Holden: Always No. 1 baby.
Anna: Next year, if my wife wants to do it all herself on TurboTax... I will let that happen.
Myles: What is her motivation?
Anna: Our taxes are pretty simple so we could save money by doing them ourselves. And she doesn't mind I think.
Jeanine: I would like — and this is more of a money goal than anything else — but I would like to max out 401(k) deductions. And possibly take advantage of the individual retirement account deduction. Every year I say "I'm going to put $5,000 in my IRA to lower my taxable income." And every year I ... don't do it.
Myles: What is stopping you?
Jeanine: I get very uncomfortable when my liquid savings dip below three months of expenses. And, this year, because I had to replace my roof, depositing more money into an IRA didn't feel like an option.

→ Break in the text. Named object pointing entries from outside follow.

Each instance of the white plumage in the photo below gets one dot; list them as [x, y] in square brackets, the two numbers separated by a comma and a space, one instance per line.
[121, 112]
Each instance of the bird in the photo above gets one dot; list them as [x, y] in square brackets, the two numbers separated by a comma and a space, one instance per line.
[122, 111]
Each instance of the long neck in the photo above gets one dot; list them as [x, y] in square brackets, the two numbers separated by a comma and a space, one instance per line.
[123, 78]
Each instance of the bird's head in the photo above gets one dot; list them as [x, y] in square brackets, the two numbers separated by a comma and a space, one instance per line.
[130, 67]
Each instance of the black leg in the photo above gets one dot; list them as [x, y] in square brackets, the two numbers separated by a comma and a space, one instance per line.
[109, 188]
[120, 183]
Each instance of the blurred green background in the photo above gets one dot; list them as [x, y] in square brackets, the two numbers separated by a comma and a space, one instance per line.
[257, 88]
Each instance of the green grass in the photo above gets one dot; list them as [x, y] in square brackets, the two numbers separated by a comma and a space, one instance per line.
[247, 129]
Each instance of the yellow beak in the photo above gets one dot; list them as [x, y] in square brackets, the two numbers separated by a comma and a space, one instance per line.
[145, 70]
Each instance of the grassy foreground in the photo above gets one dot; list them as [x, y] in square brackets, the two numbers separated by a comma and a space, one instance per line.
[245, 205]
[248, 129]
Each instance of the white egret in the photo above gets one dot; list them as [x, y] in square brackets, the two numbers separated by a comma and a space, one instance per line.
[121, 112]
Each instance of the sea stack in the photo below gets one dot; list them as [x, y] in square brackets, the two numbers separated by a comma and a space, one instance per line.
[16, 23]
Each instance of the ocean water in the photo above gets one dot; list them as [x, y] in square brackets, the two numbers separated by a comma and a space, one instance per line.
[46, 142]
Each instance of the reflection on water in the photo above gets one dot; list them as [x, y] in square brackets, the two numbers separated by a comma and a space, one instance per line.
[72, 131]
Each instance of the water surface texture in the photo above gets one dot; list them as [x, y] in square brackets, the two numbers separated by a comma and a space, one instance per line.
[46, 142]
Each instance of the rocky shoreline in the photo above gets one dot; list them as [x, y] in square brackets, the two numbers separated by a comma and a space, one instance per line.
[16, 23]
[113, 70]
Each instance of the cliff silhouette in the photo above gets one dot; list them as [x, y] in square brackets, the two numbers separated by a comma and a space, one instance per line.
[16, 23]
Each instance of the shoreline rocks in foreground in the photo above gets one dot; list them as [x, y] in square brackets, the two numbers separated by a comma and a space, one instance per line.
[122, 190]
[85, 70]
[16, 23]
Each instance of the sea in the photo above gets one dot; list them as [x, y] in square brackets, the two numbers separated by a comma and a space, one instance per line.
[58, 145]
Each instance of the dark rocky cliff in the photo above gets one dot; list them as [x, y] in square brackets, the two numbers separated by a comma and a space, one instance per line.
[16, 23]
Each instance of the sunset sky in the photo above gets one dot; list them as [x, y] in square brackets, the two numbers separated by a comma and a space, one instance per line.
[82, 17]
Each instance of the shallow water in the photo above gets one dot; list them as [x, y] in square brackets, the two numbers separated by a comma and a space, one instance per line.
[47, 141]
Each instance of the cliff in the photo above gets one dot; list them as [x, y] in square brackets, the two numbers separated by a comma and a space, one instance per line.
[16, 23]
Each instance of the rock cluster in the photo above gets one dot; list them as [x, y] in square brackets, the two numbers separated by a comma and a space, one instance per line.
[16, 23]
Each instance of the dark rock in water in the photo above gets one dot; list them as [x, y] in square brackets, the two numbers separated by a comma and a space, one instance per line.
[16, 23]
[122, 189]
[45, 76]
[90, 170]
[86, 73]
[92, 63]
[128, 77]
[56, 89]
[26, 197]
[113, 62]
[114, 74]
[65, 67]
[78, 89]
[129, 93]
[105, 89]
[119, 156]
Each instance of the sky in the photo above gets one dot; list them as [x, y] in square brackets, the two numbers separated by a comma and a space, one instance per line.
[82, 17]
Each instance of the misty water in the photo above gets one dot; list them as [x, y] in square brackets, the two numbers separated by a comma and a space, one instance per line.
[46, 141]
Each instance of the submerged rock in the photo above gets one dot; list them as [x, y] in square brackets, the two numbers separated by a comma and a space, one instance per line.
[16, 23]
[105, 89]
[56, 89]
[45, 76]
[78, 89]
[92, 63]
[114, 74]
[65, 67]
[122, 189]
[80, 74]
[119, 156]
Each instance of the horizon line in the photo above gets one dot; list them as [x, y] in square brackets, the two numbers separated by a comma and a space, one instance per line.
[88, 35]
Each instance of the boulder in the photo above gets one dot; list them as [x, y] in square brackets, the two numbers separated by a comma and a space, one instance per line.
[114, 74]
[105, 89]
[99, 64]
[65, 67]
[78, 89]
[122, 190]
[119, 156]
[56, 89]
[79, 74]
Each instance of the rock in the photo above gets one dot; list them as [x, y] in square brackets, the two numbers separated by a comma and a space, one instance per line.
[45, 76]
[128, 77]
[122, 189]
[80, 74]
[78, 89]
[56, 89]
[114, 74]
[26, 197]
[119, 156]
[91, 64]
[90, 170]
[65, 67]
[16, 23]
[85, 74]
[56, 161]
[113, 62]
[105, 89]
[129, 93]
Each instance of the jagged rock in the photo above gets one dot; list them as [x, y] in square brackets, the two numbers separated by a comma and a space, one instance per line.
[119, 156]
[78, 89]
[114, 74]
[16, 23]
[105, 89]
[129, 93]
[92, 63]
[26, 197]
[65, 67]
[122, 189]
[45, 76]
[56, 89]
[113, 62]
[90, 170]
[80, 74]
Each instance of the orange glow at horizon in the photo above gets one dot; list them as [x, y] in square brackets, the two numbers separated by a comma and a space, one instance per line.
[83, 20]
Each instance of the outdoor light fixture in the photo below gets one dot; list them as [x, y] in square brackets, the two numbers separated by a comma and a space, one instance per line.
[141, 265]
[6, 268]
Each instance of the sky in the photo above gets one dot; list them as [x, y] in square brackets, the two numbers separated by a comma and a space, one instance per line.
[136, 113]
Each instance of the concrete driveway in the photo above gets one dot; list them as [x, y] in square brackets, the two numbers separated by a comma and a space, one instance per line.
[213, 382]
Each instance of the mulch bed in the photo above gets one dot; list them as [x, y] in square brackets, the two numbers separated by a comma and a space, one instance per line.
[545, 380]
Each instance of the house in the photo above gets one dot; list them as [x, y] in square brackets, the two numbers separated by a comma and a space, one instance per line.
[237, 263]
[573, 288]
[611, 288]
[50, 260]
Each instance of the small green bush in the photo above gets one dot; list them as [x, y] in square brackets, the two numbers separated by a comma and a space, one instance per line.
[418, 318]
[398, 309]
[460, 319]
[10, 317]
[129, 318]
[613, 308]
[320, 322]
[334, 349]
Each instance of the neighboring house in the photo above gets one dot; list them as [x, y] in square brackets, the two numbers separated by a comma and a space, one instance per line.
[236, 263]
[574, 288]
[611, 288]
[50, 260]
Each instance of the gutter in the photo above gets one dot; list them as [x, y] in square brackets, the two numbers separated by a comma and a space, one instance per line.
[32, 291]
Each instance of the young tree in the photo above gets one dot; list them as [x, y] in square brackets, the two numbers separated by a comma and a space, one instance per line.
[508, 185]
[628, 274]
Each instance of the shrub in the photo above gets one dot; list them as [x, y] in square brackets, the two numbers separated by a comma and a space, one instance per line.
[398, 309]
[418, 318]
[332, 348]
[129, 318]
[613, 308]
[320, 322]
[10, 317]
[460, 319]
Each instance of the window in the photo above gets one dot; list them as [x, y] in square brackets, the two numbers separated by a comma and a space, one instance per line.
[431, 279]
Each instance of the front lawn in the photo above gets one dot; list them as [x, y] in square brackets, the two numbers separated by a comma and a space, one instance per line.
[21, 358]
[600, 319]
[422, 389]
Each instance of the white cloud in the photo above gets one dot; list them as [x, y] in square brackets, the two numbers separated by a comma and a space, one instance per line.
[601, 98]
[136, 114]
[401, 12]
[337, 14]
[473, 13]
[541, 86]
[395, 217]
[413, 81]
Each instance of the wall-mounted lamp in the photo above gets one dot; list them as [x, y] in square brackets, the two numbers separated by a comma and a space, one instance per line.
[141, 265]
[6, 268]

Patrick: You are following financial planning 101!
Jeanine: Thanks, Patrick. I try. Most of the time.
Holden: Oh, speaking of deductions... Max out 401(k), IRA, Roth IRA, 529. And flexible spending account.
Myles: No health savings account?
Holden: HSA is for high-deductible plans, right? Can't take the risk with kids.
Blayne: Holden, do you want to do my taxes? Seems like you know your shit.
Holden: I did a lot of research back in the day because I was stung one year by the ridiculously huge amount we had to pay.
Patrick: OK guys I have to head out for a meeting. Sorry to leave the party! One final word of wisdom: A tax return feels great.
Myles: One final final word of wisdom: Blayne do your taxes you're almost out of time
Blayne: I have plenty of time. They're due April 30th right?